Friday, October 16, 2020
LABOUR urged the government today to impose a temporary national coronavirus lockdown
LABOUR urged the government today to impose a temporary national coronavirus lockdown, warning that more jobs will be put at risk if ministers wait for a U-turn.
During a fiery Prime Minister’s Questions, PM Boris Johnson was grilled by Labour leader Sir Keir Starmer on why he had rejected experts’ advice to introduce a so-called circuit-breaker lockdown of two to three weeks.
Sir Keir echoed the view of the Sage committee of scientists, saying that “tougher measures are now unavoidable.”
He pressed Mr Johnson to go beyond the regional three-tier system that came into effect in England today.
Sage told ministers three weeks ago that a temporary lockdown could substantially reduce the coronavirus-related death toll.
Mr Johnson said he was ruling nothing out but repeated his wish to avoid the “misery of another national lockdown.”
Sir Keir derided Mr Johnson as an “opportunist all his life” and asked the PM what alternative plan he had to get the current 1.2-1.5 R rate — the number of people an infected person is likely to spread the virus to — to below 1.

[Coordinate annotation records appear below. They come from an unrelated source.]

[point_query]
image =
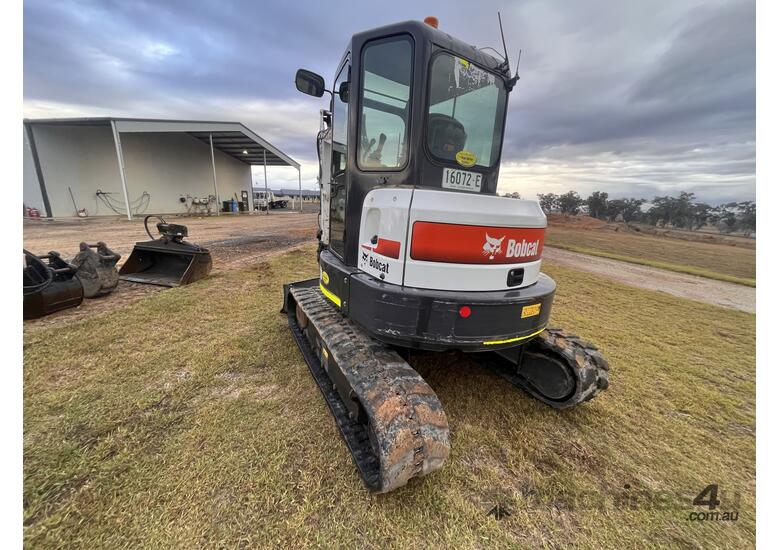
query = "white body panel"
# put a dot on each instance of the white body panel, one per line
(390, 214)
(385, 215)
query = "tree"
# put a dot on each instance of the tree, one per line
(597, 204)
(725, 217)
(746, 212)
(548, 202)
(631, 209)
(569, 203)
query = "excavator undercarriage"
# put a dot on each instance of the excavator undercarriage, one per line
(392, 421)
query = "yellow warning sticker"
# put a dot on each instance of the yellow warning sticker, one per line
(530, 311)
(466, 158)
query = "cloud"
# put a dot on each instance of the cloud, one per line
(632, 98)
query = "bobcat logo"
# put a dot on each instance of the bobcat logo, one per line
(492, 246)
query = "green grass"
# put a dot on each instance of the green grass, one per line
(189, 419)
(714, 261)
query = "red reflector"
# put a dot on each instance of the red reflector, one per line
(385, 247)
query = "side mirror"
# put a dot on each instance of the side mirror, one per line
(344, 92)
(309, 83)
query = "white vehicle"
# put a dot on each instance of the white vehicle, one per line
(263, 203)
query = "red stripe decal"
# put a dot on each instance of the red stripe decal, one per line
(475, 244)
(385, 247)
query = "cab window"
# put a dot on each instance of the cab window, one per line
(384, 104)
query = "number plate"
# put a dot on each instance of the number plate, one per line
(461, 180)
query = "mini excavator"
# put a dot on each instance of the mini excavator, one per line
(418, 252)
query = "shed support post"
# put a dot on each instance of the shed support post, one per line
(214, 172)
(121, 160)
(265, 176)
(300, 190)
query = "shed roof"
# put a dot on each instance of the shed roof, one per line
(232, 138)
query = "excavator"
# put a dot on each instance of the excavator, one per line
(418, 252)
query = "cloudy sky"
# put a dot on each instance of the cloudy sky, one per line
(632, 98)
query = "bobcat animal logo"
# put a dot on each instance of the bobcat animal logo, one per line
(492, 246)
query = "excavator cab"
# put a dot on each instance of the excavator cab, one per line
(410, 106)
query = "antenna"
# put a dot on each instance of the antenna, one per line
(501, 29)
(513, 80)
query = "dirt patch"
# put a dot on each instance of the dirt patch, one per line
(709, 291)
(575, 222)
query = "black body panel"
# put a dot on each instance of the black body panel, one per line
(430, 319)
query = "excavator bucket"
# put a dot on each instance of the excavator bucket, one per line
(168, 260)
(50, 284)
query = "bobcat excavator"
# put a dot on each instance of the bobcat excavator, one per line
(418, 252)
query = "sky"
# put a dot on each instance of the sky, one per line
(637, 99)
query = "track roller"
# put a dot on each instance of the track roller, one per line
(556, 367)
(390, 418)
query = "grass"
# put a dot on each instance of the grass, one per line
(714, 261)
(189, 419)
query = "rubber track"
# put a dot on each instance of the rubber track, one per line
(588, 366)
(405, 416)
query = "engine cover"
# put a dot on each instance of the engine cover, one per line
(445, 240)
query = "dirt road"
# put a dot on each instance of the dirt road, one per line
(700, 289)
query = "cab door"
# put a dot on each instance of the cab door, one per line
(338, 186)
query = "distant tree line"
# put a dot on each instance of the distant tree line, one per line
(683, 211)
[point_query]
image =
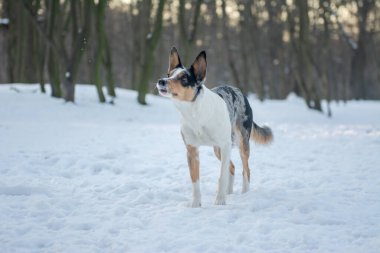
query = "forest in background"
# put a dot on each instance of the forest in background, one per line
(319, 49)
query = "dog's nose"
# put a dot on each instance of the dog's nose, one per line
(161, 82)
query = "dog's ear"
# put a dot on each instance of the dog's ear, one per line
(199, 67)
(174, 60)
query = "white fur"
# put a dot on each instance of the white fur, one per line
(230, 187)
(206, 122)
(196, 195)
(245, 184)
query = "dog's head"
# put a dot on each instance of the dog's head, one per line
(183, 83)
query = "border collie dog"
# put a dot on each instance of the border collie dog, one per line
(219, 117)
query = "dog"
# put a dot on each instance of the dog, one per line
(219, 117)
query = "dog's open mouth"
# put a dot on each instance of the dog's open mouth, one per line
(164, 92)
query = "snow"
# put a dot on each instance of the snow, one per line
(114, 178)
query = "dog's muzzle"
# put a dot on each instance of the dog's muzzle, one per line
(162, 87)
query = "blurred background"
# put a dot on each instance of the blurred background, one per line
(319, 49)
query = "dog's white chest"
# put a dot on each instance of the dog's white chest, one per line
(206, 121)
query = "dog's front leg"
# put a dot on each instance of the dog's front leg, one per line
(222, 188)
(193, 161)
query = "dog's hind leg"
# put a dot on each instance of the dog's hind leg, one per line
(230, 187)
(244, 154)
(225, 152)
(193, 161)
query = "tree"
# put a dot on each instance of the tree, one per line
(152, 40)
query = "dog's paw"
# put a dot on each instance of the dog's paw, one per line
(245, 185)
(196, 203)
(220, 200)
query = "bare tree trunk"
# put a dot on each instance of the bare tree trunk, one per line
(359, 60)
(149, 59)
(311, 93)
(100, 37)
(229, 49)
(188, 35)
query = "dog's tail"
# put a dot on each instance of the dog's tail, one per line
(262, 135)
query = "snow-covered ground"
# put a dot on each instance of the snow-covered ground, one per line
(102, 178)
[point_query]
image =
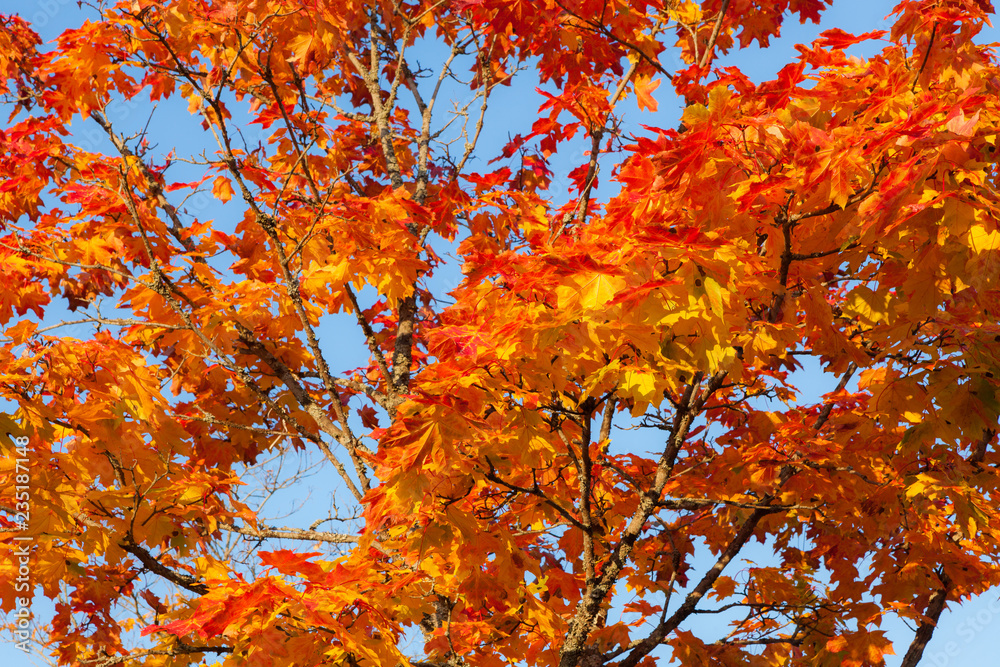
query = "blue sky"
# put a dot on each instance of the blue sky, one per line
(965, 635)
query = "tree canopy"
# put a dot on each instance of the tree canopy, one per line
(588, 439)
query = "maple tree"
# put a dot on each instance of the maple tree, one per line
(567, 457)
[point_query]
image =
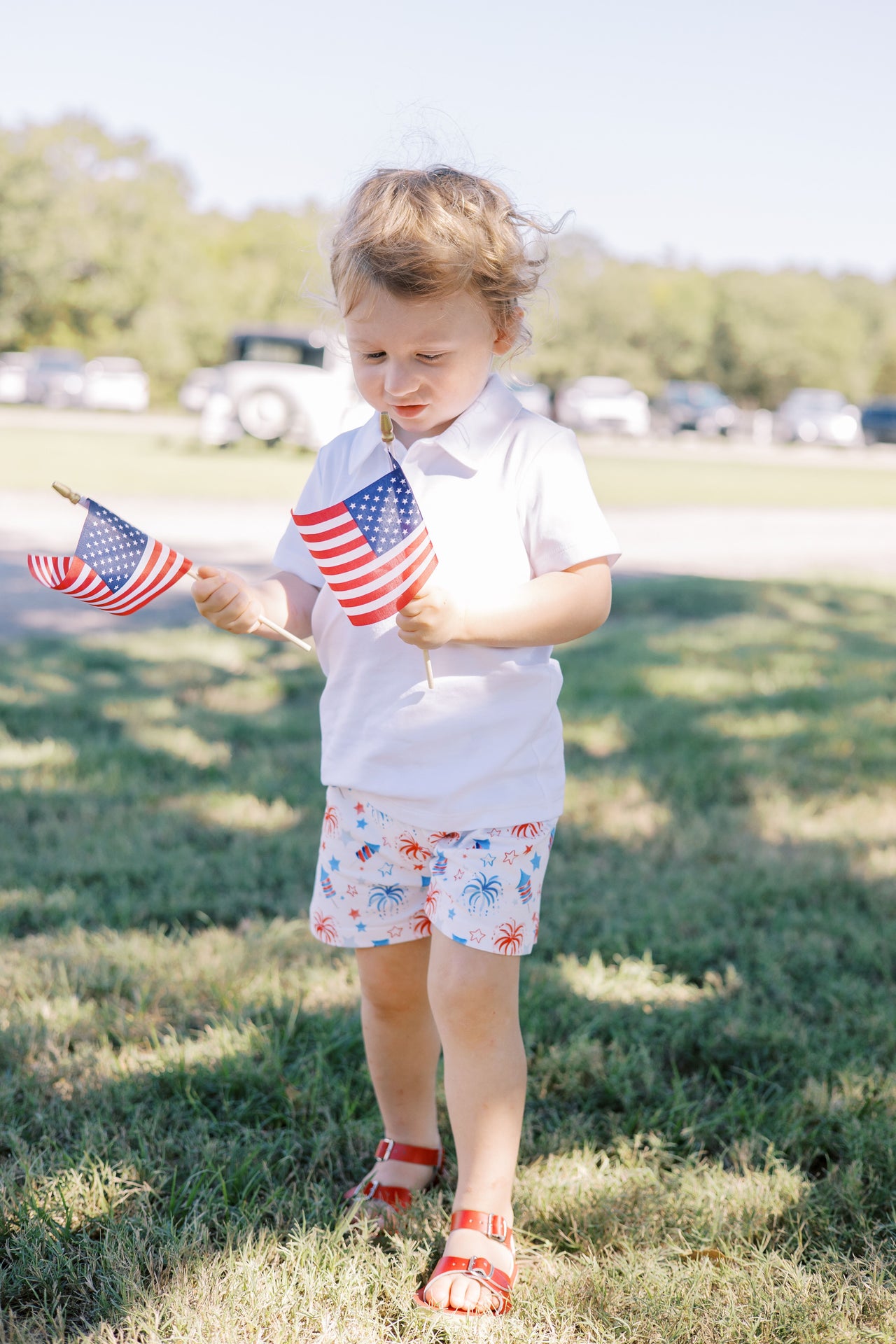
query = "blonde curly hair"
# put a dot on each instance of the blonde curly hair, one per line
(426, 233)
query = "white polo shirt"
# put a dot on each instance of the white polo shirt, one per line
(505, 496)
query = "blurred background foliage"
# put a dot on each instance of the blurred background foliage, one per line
(102, 251)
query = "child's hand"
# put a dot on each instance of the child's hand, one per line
(226, 600)
(434, 617)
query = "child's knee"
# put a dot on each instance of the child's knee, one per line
(391, 987)
(470, 991)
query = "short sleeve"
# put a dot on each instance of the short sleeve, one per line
(292, 553)
(562, 521)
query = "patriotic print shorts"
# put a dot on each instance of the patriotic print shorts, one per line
(381, 881)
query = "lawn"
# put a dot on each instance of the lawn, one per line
(710, 1148)
(140, 464)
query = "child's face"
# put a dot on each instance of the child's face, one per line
(424, 360)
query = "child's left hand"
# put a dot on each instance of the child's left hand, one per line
(434, 617)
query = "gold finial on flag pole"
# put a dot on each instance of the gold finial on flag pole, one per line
(67, 493)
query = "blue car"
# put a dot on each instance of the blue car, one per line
(879, 421)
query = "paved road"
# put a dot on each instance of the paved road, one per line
(839, 545)
(687, 448)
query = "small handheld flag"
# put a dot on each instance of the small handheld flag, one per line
(115, 566)
(372, 549)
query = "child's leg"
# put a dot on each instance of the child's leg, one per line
(402, 1050)
(475, 1002)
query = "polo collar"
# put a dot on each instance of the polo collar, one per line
(468, 440)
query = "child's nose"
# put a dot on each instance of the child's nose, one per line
(399, 379)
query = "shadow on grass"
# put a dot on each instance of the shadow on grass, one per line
(167, 1092)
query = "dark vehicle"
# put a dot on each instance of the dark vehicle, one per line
(879, 421)
(55, 377)
(701, 406)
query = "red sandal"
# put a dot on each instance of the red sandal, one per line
(476, 1266)
(397, 1196)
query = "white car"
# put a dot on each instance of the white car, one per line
(14, 377)
(603, 405)
(818, 416)
(115, 384)
(281, 384)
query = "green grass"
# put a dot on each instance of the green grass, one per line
(710, 1145)
(143, 464)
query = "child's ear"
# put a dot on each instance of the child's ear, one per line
(505, 336)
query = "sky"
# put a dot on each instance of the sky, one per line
(704, 132)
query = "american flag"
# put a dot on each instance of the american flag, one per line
(115, 566)
(372, 549)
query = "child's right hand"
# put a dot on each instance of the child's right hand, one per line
(226, 600)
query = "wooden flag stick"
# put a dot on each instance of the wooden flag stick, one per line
(272, 625)
(388, 437)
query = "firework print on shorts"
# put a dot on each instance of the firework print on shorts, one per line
(381, 881)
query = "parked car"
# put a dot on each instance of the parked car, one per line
(55, 377)
(608, 405)
(115, 384)
(14, 377)
(533, 397)
(879, 421)
(817, 416)
(697, 406)
(282, 384)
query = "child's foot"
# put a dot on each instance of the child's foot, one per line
(463, 1291)
(390, 1183)
(407, 1175)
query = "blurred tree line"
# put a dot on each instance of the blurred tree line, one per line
(101, 251)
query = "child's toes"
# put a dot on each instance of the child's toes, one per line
(469, 1294)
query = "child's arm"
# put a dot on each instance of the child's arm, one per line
(552, 609)
(230, 603)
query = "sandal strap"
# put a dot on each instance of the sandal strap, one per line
(397, 1196)
(477, 1268)
(410, 1154)
(491, 1225)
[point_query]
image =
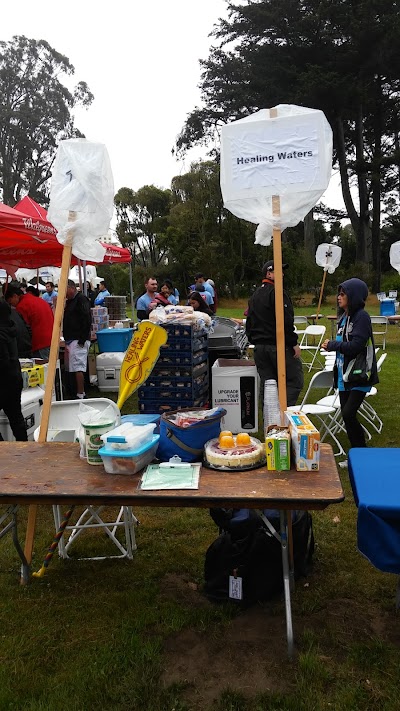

Mr Johnson replied that his plan was “the plan that [Sir Keir] supported on Monday” and accused Labour of opportunism and reneging on its support for the tiered system. He urged Labour mayors to support the government’s current plans, telling MPs that he wants “the most stringent measures necessary in the places where the virus is surging.”
During an opposition day debate, Chancellor Rishi Sunak’s Labour counterpart Anneliese Dodds referred to reports last month that he had threatened to quit if Mr Johnson imposed a second national lockdown.
She said: “More and more areas will eventually come under localised restrictions until the government is then forced into national restrictions in any case.”
She said that economic uncertainty is costing more jobs as “more businesses go to the wall.”
“The question isn’t whether we can afford a circuit breaker, the question is whether we can continue with a government that ducks making hard choices until its forced into them,” she said.
Bill Esterson, Labour MP for Liverpool’s Sefton Central, said the circuit break was inevitable, adding: “I wonder whether the Prime Minister’s words will come back to haunt him in a couple of weeks’ time as he admits that and does yet another U-turn.”
In another opposition day debate, Labour’s shadow Cabinet Office minister Rachel Reeves said the government should sack Serco and give money to local public-health teams to test and trace for Covid-19.
“Serco didn’t bid for the contact-tracing contract — they were handed it on a plate with no competition, no rigour and no transparency,” she said.
Health Minister Jo Churchill responded that outsourcing companies were awarded contracts through a “fair and open competition.”
Ms Reeves replied: “I challenge the minister today to name all of Serco’s subcontractors and publish details on how much they have been paid and for what … I fear that the more we know about what is happening in contract tracing under the bonnet, the worse that it gets.”
She accused the government of being “obsessed with a failed model of outsourcing” but added that it is “not too late for the government to change course.”
Meanwhile, campaign group Labour Assembly Against Austerity called for a “post-pandemic plan for the people” which includes full employment through a green new deal, as reported by LabourList.
It is backed by more than 10,000 activists and endorsed by Labour MPs such as Jeremy Corbyn, John McDonnell, Diane Abbott, Rebecca Long Bailey and Richard Burgon.
The group said it hopes the Labour leadership backs the measures.